Aggregate Genetic-Risk Scores, Effect Sizes, and AUC for ACPA+ Cases in the EHR Cohort and GWAS Meta-analysis Datasets

Sample Set
Aggregate Genetic-Risk Score Derived from 29 RA Risk Alleles
Controls
ACPA+ Cases
Effect Size and AUC in Cases versus Controlsa
Mean SD Mean SD OR (95% CI) p AUC (95% CI)
EU (871 cases, 1229 controls) 4.37 0.81 4.93 0.77 2.43 (2.29,2.59) 5.55 × 10−46 0.71 (0.68–0.73)
AF (100 cases, 153 controls) 4.35 0.72 4.62 0.73 1.74 (1.44,1.85) 0.003 0.63 (0.56–0.70)
AS (23 cases, 21 controls) 4.22 0.72 4.68 0.58 3.12 (1.65,3.31) 0.075 0.74 (0.59–0.89)
HIS (57 cases, 77 controls) 4.62 0.75 4.96 0.65 1.91 (1.43,2.03) 0.026 0.66 (0.56–0.76)
GWAS (5500 cases, 22,619 controls) 4.42 0.79 5.07 0.76 1.87 (1.85,1.99) <10−300 0.73 (0.72–0.73)
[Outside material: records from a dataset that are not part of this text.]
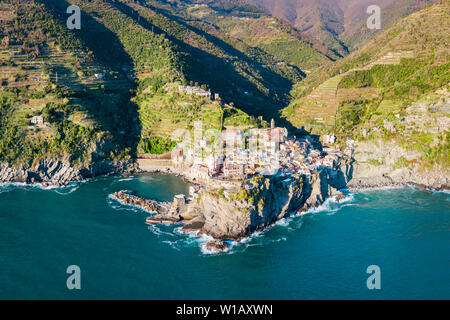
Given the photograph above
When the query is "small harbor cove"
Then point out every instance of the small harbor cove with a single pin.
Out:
(323, 253)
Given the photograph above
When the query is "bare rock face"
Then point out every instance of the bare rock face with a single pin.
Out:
(258, 204)
(217, 246)
(379, 164)
(58, 172)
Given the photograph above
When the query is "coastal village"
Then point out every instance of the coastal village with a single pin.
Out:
(244, 180)
(255, 152)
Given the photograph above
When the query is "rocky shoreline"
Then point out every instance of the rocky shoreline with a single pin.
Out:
(59, 173)
(234, 211)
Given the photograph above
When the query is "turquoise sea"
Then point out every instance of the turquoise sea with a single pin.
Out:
(320, 255)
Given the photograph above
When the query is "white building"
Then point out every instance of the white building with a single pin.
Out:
(37, 120)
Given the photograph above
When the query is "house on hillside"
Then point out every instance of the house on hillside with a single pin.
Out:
(37, 120)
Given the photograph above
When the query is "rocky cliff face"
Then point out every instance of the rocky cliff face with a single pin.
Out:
(261, 201)
(384, 163)
(57, 172)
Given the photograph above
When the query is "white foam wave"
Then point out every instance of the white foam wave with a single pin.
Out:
(112, 202)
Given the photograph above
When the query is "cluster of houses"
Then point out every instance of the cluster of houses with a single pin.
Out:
(199, 92)
(195, 90)
(256, 151)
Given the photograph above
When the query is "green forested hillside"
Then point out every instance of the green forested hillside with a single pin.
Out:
(396, 87)
(106, 89)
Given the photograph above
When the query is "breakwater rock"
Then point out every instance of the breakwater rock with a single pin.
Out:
(235, 210)
(161, 208)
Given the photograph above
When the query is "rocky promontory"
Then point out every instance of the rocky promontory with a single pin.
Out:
(236, 209)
We calculated a GRS score derived from 29 known RA risk alleles for each individual in the EHR cohort and the GWAS meta-analysis dataset. Shown are the unadjusted mean and standard deviation (SD) of the GRS scores in controls and ACPA+ cases across all ethnic groups. Abbreviations are as follows: EU, individuals of European ancestry; AF, individuals of African ancestry (including admixed African Americans); AS, individuals of East Asian ancestry; HIS, individuals of Hispanic origin; GWAS, GWAS meta-analysis study.

a

A logistic-regression model adjusting for the top five PCs was used for calculating odds ratios (ORs) for each unit increase in GRS and corresponding p values. AUC (95% CI) represents the area under the receiver operating curve with a 95% CI interval.

Results

Multi-ethnic Case-Control Cohort

The clinical characteristics of the case-control samples used in our genetic study are shown in Table 1. The characteristics of our RA cases were similar to those observed in traditional patient registries.8 Here, however, cases and matched controls were of diverse ancestries, reflecting the demographics of the patient population served by hospitals in the Boston metropolitan area. Approximately 75% of the cases and controls were of self-described European ancestry, and the remainder were of African, East Asian, Hispanic, or other ancestry. Approximately 10% of cases did not have ancestry information reported in the EHR.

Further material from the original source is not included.